Ireland - PRSA & NAERSA pension

Ireland - PRSA & NAERSA pension

PRSA Requirement ( Current):

  • Employers must continue to offer at least one PRSA payroll deduction scheme on a voluntary basis. This remains in place until the new Auto-Enrolment ( AE) system is fully operational.

National Auto-Enrolment Retirement Savings Starts January 1, 2026:

  • Employee aged 23 to 60 who earns 20,000 or more per year and don’t already contribute to a workplace pension will automatically enroll in the new AE scheme.

Employer Responsibilities: Refer to Auto-enrolment retirement savings system for employees

  • Register with the AE authority ( NAERSA) to manage contributions
  • Enroll eligible employees into the AE Scheme
  • Match contributions according to a phased schedule starting at 1.5% and increasing over time. See chart below

 

Opt-Out Rules: Refer to: Auto-enrolment retirement savings system for employees

  • Employee can only opt out after a full 6 months of being enrolled if they do not want to participate in any payroll deduction scheme.
  • Can opt out after each contribution rate increase

Employees that currently have PRSA with Zurich:

  • They are not subject to the AE since they are currently participating in a private pension through our payroll deduction scheme
  • Does the employer ( XML) need to contribute the 1.5% to an employee existing PRSA private pension through payroll? “ No Employers are not required to contribute to an employee’s existing private PRSA pension, they are only required to match the AE. However, best to seek legal advice to avoid any potential audit on differential treatment.”

Can employees have both AE & PRSA- Zurich?

  • No, employee can only have one payroll deduction pension scheme, either AE or PRSA
  • If an employee wants to join a PRSA instead of AE, they can opt out of AE immediately, and don’t have to wait the 6 months.
  • If an employee wants to stop AE without switching to a PRSA, they must wait the full 6 months before opting out.

Benefit in staying with a PRSA:

  • Employee may want to contribute more than the AE Limits
  • Earns over 80,000 as PRSA allow for higher tax relief on contributions

Disadvantages for Employer to offer both PRSA and AE:

  • Increase administrative burden and payroll coordination.
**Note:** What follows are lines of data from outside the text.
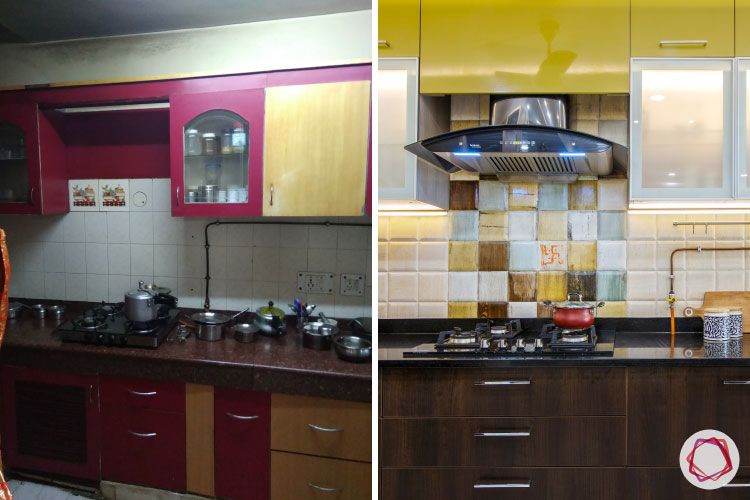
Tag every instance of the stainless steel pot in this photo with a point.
(140, 305)
(270, 320)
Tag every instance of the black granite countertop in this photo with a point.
(637, 342)
(267, 364)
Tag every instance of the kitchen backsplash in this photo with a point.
(98, 256)
(504, 248)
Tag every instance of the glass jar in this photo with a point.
(239, 139)
(192, 142)
(226, 141)
(210, 144)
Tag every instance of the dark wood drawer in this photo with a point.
(498, 483)
(540, 392)
(139, 394)
(668, 405)
(662, 483)
(503, 442)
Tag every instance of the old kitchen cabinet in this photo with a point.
(398, 28)
(51, 422)
(682, 28)
(512, 46)
(316, 149)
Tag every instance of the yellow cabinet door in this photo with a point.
(315, 149)
(518, 46)
(682, 28)
(398, 28)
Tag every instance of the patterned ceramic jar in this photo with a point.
(735, 323)
(715, 325)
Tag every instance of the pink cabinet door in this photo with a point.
(20, 172)
(51, 422)
(242, 444)
(216, 150)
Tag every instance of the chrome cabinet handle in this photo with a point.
(241, 417)
(142, 434)
(324, 489)
(525, 433)
(323, 429)
(136, 393)
(701, 43)
(502, 484)
(485, 383)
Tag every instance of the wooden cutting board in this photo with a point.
(724, 300)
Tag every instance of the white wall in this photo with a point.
(316, 41)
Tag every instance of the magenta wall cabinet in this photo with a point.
(51, 422)
(216, 149)
(242, 444)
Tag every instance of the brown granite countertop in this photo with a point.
(267, 364)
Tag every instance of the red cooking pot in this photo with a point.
(573, 315)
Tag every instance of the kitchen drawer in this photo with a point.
(561, 483)
(324, 427)
(146, 448)
(300, 477)
(503, 442)
(667, 483)
(540, 392)
(139, 394)
(667, 405)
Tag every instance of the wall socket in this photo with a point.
(315, 282)
(352, 284)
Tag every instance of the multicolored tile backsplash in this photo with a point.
(504, 248)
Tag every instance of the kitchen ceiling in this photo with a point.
(32, 21)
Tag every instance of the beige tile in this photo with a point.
(553, 226)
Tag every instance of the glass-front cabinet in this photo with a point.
(217, 157)
(681, 130)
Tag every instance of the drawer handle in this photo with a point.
(526, 433)
(502, 484)
(324, 489)
(485, 383)
(241, 417)
(323, 429)
(701, 43)
(142, 434)
(136, 393)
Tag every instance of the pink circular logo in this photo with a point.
(709, 459)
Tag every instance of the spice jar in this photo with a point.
(210, 144)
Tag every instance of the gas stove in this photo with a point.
(510, 340)
(106, 324)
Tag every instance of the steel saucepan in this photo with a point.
(573, 314)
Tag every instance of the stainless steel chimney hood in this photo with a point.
(528, 140)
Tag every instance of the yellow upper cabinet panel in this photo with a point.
(398, 28)
(544, 46)
(682, 28)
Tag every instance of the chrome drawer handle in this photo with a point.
(142, 434)
(503, 434)
(701, 43)
(502, 484)
(242, 417)
(324, 489)
(136, 393)
(323, 429)
(485, 383)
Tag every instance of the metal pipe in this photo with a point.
(207, 245)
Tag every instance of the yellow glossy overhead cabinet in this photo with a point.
(315, 149)
(682, 28)
(398, 28)
(512, 46)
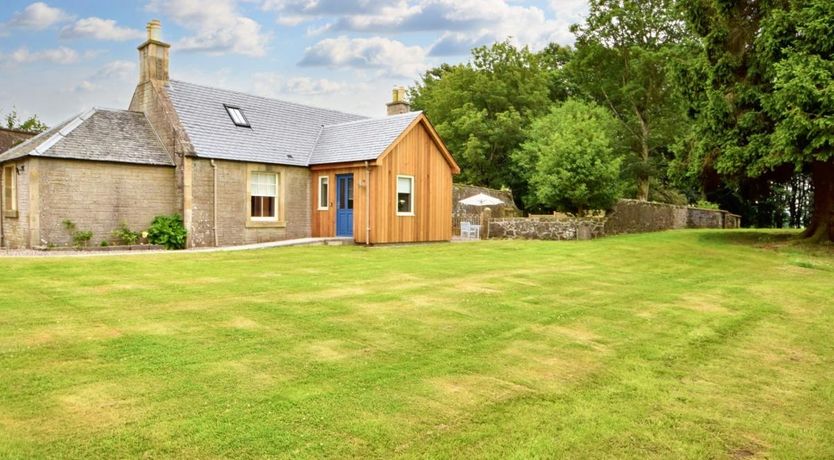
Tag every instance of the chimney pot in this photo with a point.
(398, 104)
(154, 28)
(153, 55)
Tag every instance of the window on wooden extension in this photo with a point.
(263, 191)
(237, 116)
(10, 189)
(324, 193)
(405, 195)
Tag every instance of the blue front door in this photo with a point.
(344, 205)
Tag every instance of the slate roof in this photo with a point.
(359, 140)
(281, 132)
(99, 135)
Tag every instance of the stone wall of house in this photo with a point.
(99, 197)
(233, 225)
(16, 228)
(151, 99)
(547, 228)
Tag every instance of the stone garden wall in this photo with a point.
(628, 216)
(547, 228)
ER must ensure that contributions are within the salary cap
  • ER needs to accurately track who is on which scheme and handle opt-ins and out correctly
  • AE has strict rules and timelines, while PRSAs are more flexible . Handling both increases the risk of non-compliance
  • Offering both options for employees to pick from may cause confusion if they don’t understand the differences in tax relief , contribution limits or long-term benefits.